Waste management is one of the most pressing environmental challenges in the Maldives. Every item consumed on an island must ultimately be dealt with on land that has no space for landfill. The problem is compounded by tourism, which generates far more waste per person than local communities. See island infrastructure for details on how islands handle waste, water, and sewage.

Ocean plastic pollution is a growing concern. Debris from across the Indian Ocean washes up on Maldivian beaches, including on uninhabited islands far from any population centre. Microplastic contamination has been detected in Maldivian waters and marine organisms. Several resorts and community organisations run regular beach clean-up programmes, and the island of Ukulhas has become a model for community-led waste management.

Tourism and the Environment

Tourism is the Maldives' largest industry, accounting for roughly 30 percent of GDP. It creates a tension: the natural environment is what attracts visitors, but tourism itself generates carbon emissions (international flights), energy consumption (resort operations), waste, and pressure on marine ecosystems from diving and snorkelling activity.

Many resorts have invested significantly in sustainability — solar panels, desalination systems, coral nurseries, marine biologist programmes, and waste reduction initiatives.
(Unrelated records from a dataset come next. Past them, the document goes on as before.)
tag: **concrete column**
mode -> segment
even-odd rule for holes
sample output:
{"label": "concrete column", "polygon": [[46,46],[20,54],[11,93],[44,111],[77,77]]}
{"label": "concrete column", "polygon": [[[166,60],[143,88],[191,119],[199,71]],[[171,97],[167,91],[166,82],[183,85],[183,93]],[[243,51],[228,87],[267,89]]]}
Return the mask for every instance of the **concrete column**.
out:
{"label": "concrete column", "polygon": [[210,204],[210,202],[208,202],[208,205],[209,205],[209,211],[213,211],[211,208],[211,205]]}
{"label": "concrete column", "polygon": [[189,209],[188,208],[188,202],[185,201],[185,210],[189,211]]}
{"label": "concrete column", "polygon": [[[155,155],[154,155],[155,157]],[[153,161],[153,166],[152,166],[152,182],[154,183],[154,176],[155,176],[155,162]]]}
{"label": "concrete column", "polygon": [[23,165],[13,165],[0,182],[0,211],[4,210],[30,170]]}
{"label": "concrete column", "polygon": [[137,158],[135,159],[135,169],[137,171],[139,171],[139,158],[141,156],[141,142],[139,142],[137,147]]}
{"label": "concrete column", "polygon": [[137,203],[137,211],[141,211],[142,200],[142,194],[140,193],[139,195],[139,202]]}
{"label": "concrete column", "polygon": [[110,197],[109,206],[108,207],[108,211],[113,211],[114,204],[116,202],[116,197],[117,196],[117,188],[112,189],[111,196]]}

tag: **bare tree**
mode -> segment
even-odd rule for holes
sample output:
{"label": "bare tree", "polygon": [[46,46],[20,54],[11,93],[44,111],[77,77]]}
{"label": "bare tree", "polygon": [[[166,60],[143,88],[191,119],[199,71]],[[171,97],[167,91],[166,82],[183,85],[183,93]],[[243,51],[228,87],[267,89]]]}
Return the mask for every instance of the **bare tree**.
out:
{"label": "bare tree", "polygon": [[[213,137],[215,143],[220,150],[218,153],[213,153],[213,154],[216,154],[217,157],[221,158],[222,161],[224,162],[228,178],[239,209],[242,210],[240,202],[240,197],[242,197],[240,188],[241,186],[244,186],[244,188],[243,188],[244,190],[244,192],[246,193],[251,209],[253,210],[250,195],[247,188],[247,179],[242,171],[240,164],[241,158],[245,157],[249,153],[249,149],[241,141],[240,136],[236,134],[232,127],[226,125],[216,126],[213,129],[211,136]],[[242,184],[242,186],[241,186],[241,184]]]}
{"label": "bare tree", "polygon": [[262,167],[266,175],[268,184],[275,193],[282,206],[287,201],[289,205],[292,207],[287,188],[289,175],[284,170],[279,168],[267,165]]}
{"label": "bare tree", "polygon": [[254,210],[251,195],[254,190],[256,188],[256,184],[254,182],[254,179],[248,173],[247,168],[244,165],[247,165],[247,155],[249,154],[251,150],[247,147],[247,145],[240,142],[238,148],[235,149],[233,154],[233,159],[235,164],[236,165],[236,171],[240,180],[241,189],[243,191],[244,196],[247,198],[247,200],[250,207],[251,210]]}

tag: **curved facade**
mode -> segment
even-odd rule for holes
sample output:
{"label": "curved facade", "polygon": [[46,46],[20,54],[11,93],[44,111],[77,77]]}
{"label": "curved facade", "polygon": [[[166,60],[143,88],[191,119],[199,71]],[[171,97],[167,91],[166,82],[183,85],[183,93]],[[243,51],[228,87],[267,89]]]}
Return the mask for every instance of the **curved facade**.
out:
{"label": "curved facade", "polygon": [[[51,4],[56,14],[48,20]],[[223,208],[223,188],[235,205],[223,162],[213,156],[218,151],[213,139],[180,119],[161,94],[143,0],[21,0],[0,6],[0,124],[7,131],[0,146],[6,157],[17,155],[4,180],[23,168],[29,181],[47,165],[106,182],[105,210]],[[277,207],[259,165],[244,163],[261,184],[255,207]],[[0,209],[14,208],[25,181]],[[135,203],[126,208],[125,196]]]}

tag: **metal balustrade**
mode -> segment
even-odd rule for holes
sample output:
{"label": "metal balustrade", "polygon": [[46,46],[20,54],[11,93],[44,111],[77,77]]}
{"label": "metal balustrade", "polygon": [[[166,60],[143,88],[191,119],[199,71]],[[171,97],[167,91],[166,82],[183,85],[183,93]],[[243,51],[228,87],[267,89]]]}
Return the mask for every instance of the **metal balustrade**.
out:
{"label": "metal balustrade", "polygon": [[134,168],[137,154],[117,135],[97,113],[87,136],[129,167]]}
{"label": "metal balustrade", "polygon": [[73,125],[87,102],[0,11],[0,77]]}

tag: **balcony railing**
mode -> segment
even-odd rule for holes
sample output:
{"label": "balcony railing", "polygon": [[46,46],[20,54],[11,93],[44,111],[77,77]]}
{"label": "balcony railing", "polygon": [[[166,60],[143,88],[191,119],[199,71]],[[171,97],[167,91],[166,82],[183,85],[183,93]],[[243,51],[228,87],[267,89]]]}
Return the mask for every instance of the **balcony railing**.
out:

Some have committed to carbon-neutral operations. At the same time, the construction of new resorts, the expansion of artificial islands, and the growth in visitor numbers continue to place pressure on the environment.

As a visitor, you can make choices that help: use reef-safe sunscreen, avoid touching coral, support resorts with genuine sustainability programmes, reduce plastic use, and respect marine protected areas. The Maldives' future depends on the health of its reefs and oceans — and every visitor plays a small part in that story.